Joachim Willems’in kitabının[1] alt başlığı, Gustav Landauer’in kişiliği ve felsefesiyle ilgili bu ilginç ve kapsamlı çalışmayı yakından incelememe neden oldu.[2]
Söz konusu kitap Landauer’in gençliğinden ölümüne kadar bilgi dolu büyük bir spektrum içerir; yazar, Landauer’in sosyalist anarşizmi ve dinsel gizemciliği üzerine kapsamlı bir analiz sunar.
Landauer bu iki çizgi arasında tinsel ve psikolojik gelişme sürecini yaşamıştır elbette. Willems, Landauer’in düşünce akışını gerektiği gibi izleyebilmekte ve bunları uygun bir üslupla anlatabilmektedir.
Yazar sadece birçok kuramın tarihsel konstelasyonları hakkında bilgi vermekle yetinmemekte, aynı zamanda dinsel ve felsefi düşünürlerin tarihsel bağlarını da incelemektedir; uzun bir zaman karanlıkta kalan bağları aydınlatmaktadır.
Kitapta sadece “sosyalist” ve “anarşist” ve birçok kez “konsey devrimcisi” olarak onurlandırılan ama pek de gizemci olarak adlandırılmayan bir Landauer hakkında bilgi almıyoruz, aynı zamanda anarşiyi ve gizemi birbirleriyle ilişkilendirmesini ve kaynaştırmasını bilen bir Landauer’le karşılaşmaktayız.
Bir anarşist gizemci olarak anarşistler üzerinde pek bir etkisi olduğu ve ilgi kazandığı söylenemez. Bu günümüz için de geçerlidir.
Landauer’in bazı düşüncelerini benimsemesem de, ısrarla dile getirmek isterim ki, pek sevilen ve hâlâ korkulan anarşi sözcüğünü Almanca dilci anarşistler arasında doğru anlayan az kişiden biridir – özel bir açıdan: Dile ve gizemciliğe yaklaşımı.
Landauer’i “gerçek anarşist” saymayanlara tek sözüm var: Anarşide gizemi duyumsayamayan her bir kimse, bence, tahakkümden kendini koparma yeteneğine sahip değildir. Çünkü: Tam da gizemde bütün tahakkümler çözülür.

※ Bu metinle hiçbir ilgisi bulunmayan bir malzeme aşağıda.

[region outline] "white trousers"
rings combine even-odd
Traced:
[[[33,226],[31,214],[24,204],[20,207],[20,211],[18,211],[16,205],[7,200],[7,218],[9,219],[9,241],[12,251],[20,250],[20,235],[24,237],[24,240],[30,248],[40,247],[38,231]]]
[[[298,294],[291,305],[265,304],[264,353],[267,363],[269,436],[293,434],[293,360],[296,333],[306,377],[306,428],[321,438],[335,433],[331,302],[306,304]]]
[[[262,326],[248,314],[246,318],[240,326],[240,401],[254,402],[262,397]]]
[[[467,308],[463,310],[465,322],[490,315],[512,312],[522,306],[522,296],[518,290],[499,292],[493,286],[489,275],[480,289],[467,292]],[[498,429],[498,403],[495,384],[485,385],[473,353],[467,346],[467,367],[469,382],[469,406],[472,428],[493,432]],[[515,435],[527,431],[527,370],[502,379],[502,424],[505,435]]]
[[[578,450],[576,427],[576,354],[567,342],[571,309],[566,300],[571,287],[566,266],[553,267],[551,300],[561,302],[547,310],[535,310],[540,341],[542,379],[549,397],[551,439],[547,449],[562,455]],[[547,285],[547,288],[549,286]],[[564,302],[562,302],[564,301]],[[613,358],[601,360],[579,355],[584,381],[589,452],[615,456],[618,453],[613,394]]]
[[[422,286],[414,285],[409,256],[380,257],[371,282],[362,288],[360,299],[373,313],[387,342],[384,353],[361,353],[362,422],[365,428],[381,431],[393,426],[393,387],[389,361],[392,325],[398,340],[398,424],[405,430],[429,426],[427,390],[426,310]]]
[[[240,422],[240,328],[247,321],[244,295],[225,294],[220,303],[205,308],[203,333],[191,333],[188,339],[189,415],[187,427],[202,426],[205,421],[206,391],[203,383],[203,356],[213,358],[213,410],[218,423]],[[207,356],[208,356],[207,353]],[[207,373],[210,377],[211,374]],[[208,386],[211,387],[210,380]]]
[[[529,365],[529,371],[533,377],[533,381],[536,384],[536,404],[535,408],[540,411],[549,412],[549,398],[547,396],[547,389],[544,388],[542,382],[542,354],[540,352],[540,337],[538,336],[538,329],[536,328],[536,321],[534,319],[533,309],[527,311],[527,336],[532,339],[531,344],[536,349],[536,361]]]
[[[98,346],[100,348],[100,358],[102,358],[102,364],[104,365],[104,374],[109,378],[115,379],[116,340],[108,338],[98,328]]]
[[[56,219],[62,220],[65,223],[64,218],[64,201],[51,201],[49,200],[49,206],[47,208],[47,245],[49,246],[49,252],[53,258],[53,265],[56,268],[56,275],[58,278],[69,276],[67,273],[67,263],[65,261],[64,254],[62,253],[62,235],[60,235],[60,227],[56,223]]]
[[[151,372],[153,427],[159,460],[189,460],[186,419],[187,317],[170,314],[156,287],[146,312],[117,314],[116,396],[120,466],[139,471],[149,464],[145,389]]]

Bununla Valéry’nin analizi doğrulanmaktadır.
Bir anarşistin gizeme yatkın olmayışı, onun tinsel-psişik bağımlılığına, tahakküm bünyesine bağlılığına işarettir.
Landauer’in bir çok anarşiste eleştirisi “yeniden doğma” kuramına dayanır; ona göre “yeniden doğma”nın koşulu toplumsal ve dilsel baskıdan arınan yeni insandır.
Bu açıdan bakan Landauer, “gelecekte” bir anarşist toplumu yadsıyor ve anarşinin şimdiki zamanda gerçekleşebilirliğine işaret ediyor. “Yeniden doğma” kuramıyla ilgili de önemli bilgiler sunan Joachim Willems, gizemci Meister Eckhart ile Landauer arasındaki benzerliklere ve farklara da dikkat çeker.
Devamla dinsel ve dinsel olmayan gizemcilikten çeşitli öğeleri bir düşünce sistemine uyarlamaya çalışan, bir düşünce sistemi geliştirmeye yönelen ve otonomca düşünen bir Landauer’i görmekteyiz Willems’in kitabında; ve onun bir Peter Kropotkin ve Oscar Wilde çevirmeni olduğunu. Martin Buber’le karşılıklı etkilerini ve “Sozialistischen Bund”ta (Sosyalist Birlik) ortak çalışmalarına tanık oluyoruz; Landauer’in geleceğe yönelmeyen, bizzat “devletin yanında” sosyalist toplumun inşasını hedefleyen “autonome Bünde”ler (Otonom Birlikler) hakkında bilgilendiriliyoruz.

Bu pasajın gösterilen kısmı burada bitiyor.